¶18 (dissenting) — Because the sentence imposed here looks like a hybrid sentence and acts like a hybrid sentence, I would hold it is a hybrid sentence. When a trial court imposes sentences with some terms running concurrently and others consecutively to each other, then it imposes an illegal hybrid sentence. Accordingly, I would remand for resentencing.
¶19 The majority holds that because the trial court sentenced Green under subsection (2) of RCW 9.94A.589, prior case law invalidating unlawful hybrid sentences un*338der subsection (3) of RCW 9.94A.589 does not apply here. I disagree because trial courts may not impose hybrid sentences under any subsection of RCW 9.94A.589, and the trial court here imposed an unlawful de facto hybrid sentence on Green.
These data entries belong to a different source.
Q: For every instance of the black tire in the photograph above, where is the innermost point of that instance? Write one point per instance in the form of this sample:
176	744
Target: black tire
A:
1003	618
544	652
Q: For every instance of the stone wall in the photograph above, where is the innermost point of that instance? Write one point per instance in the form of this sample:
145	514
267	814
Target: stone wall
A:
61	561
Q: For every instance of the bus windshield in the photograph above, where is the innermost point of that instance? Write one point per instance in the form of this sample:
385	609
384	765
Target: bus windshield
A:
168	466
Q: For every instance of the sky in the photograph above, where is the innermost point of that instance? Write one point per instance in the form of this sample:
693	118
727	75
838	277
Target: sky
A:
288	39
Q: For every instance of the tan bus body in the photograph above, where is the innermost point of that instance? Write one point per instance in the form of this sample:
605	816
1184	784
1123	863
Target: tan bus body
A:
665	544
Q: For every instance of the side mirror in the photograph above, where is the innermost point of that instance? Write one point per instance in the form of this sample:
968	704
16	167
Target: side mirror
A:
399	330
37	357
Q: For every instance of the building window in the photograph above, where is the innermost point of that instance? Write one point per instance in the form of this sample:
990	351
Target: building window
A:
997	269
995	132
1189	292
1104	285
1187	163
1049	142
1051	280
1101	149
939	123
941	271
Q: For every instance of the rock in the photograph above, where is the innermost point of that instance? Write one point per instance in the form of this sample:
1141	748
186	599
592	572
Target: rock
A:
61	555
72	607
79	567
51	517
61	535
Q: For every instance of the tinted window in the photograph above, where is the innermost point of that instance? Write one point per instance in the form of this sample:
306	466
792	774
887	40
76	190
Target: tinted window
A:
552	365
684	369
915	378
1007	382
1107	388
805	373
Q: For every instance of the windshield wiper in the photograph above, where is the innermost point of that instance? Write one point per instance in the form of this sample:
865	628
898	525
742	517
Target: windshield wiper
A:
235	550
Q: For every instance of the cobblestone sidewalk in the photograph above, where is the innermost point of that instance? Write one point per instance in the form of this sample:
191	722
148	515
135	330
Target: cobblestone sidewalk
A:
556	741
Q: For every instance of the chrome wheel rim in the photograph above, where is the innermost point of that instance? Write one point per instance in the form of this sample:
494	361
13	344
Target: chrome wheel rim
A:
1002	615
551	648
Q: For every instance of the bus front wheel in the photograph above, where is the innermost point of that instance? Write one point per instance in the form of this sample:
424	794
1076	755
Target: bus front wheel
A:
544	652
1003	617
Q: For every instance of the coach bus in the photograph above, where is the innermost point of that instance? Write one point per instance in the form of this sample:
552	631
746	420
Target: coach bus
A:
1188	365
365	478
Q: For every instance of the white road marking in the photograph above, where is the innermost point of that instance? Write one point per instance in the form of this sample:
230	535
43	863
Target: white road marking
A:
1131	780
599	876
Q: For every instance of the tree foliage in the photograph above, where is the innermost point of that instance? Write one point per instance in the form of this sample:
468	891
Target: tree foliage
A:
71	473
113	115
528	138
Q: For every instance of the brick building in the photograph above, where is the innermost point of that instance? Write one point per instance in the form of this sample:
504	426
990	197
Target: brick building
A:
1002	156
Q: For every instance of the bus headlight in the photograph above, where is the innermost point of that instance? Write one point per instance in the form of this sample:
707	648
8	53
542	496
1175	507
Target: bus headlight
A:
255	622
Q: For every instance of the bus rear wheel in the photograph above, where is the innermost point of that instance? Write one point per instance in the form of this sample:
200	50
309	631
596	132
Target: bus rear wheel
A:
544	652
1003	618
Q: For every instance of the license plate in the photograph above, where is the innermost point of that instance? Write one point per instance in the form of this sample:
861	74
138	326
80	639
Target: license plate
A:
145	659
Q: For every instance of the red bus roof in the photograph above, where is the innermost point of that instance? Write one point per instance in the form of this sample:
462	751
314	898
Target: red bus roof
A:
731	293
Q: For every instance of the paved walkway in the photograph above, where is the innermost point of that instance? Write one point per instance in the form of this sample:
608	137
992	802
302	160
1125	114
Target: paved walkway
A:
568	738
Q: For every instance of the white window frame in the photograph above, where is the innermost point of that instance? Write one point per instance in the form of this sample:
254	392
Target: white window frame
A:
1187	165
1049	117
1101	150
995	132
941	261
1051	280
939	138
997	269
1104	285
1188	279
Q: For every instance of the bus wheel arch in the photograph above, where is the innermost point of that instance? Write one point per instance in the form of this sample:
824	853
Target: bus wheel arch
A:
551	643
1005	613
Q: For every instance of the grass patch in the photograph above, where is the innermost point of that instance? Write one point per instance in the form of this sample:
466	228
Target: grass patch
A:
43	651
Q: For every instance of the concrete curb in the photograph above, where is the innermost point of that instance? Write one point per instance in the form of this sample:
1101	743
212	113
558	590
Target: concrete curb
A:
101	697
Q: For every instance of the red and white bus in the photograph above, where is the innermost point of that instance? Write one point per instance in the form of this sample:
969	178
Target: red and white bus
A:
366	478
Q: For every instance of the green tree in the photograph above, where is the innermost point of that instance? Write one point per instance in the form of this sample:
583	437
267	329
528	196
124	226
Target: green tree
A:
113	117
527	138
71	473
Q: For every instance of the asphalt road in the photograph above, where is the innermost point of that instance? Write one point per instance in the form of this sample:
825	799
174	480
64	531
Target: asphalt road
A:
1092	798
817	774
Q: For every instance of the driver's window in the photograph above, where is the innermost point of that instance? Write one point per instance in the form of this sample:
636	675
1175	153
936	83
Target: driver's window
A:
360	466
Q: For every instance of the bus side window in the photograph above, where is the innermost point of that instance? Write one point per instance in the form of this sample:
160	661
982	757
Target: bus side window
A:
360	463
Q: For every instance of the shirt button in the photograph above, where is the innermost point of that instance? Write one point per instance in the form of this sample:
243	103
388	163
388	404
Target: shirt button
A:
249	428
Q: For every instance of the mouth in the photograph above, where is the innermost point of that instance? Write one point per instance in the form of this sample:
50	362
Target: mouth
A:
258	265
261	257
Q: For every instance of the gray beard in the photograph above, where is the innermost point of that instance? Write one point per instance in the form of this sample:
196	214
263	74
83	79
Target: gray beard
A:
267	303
¶20 First, the majority contends that the trial court validly sentenced Green to an exceptional downward sentence under RCW 9.94A.589(2), so State v. Smith, 142 Wn. App. 122, 173 P.3d 973 (2007) and State v. Grayson, 130 Wn. App. 782, 125 P.3d 169 (2005) — that both invalidate hybrid sentences — do not apply here because they involved sentences imposed under RCW 9.94A.589(3). But the majority provides no substantive differences to distinguish the effect of Green’s sentence from the illegal hybrid sentence imposed in Smith. And, though Division One of this court confined its analysis in Grayson to RCW 9.94A.589(3), that same court framed the issue much more broadly in Smith: “We must decide whether the trial court gave . . . Smith a part concurrent, part consecutive ‘hybrid sentence’ in violation of RCW 9.94A.589.” Smith, 142 Wn. App. at 123 (emphasis added). Though Smith involved a sentence imposed under RCW 9.94A.589(3), the court’s broad language implies that the prohibition against hybrid sentencing extends to any sentence imposed under RCW 9.94A.589.
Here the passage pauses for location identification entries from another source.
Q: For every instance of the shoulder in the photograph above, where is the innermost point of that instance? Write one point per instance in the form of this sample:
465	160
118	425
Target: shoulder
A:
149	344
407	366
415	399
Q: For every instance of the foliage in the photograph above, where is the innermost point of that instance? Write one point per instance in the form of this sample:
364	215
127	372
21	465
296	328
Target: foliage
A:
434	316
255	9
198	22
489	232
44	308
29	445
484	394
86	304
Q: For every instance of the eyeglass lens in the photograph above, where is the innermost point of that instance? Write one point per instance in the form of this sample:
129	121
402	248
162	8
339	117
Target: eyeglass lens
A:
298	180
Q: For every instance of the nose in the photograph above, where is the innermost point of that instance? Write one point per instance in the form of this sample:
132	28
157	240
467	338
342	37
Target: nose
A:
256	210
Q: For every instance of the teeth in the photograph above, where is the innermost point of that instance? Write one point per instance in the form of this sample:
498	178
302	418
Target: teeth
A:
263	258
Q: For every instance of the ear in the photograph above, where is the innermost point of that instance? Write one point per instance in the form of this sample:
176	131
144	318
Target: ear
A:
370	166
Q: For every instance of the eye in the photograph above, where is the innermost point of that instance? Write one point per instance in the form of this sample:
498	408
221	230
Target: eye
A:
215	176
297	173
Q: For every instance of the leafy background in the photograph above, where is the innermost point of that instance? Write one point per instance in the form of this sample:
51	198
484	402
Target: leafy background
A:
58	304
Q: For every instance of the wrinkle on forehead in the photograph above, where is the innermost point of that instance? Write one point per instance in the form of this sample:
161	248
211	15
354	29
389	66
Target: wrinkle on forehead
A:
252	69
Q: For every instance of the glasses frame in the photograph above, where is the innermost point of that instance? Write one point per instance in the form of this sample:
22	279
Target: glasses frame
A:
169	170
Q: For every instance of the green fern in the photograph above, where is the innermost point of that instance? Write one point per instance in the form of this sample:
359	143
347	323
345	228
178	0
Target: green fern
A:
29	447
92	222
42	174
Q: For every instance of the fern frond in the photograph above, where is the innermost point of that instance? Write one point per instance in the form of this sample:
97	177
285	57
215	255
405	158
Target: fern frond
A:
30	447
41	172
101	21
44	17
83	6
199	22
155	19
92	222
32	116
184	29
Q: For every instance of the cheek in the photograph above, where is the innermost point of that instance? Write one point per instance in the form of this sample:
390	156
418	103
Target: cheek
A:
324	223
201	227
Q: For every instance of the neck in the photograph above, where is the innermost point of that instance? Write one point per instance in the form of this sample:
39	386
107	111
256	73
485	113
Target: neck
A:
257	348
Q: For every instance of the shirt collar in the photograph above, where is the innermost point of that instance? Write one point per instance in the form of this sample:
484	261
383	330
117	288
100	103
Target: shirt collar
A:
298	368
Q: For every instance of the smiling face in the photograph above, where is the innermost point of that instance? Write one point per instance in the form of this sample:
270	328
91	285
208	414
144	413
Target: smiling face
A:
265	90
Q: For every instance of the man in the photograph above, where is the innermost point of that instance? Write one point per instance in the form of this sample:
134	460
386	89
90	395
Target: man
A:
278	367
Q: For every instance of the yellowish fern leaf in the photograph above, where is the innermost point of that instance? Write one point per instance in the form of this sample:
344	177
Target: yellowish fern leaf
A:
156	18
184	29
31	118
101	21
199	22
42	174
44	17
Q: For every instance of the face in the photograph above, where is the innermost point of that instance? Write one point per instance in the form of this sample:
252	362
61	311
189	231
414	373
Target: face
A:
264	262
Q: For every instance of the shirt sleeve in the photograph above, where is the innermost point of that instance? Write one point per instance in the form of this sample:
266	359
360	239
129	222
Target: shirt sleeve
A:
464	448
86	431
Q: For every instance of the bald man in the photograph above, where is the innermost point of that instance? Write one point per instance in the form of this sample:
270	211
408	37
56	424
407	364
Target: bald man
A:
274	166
¶21 Second, Green’s case closely mirrors Smith, which invalidated an illegal hybrid sentence. Both cases involved drug offender sentencing alternative (DOSA) and nonDOSA sentence terms. Though Smith received his sentence under a different subsection of RCW 9.94A.589, the trial court ultimately sentenced Smith and Green to similar sentences. Like Smith, Green will serve concurrently his in-custody drug offender sentencing alternative (DOSA) sentence term with the first part of his non-DOSA sentence. See Smith, 142 Wn. App. at 126. Then also like Smith, Green will serve the remaining term of confinement on his nonDOSA sentence. See Smith, 142 Wn. App. at 126. Finally, like Smith, Green will serve his remaining community *339custody portion of his DOSA sentence consecutively to his non-DOSA sentence. Schematically, the trial court sentenced Green to the same type of sentence that Division One declared invalid in Smith. There, in determining the sentence to be invalid, the court reasoned,
Smith also received a hybrid sentence. The in-custody portions of his DOSA sentences run concurrently with his nonDOSA sentence of 43 months, but the community custody portions of his DOSA sentences run consecutively to the non-DOSA sentence. . . . Smith’s sentence is part concurrent and part consecutive.
Smith, 142 Wn. App. at 127-28. This exact language could apply here, by simply changing the appellant’s name and sentence duration. Because again, if a sentence looks like an unlawful hybrid sentence and acts like an unlawful hybrid sentence, it is an unlawful hybrid sentence.
¶22 Given Division One’s broad language in Smith, it is inconsequential that the trial court imposed Green’s sentence under a different statutory subsection than in Smith. Green’s sentence, though imposed under RCW 9.94A-.589(2), constitutes an illegal de facto hybrid sentence, with some terms served concurrently and others consecutively.
¶23 Accordingly, in my view, Green carried his burden, demonstrating by a preponderance of the evidence that under Smith, his hybrid sentence is illegal. Smith, 142 Wn. App. at 127-28. Therefore, I would grant Green’s personal restraint petition and remand for resentencing.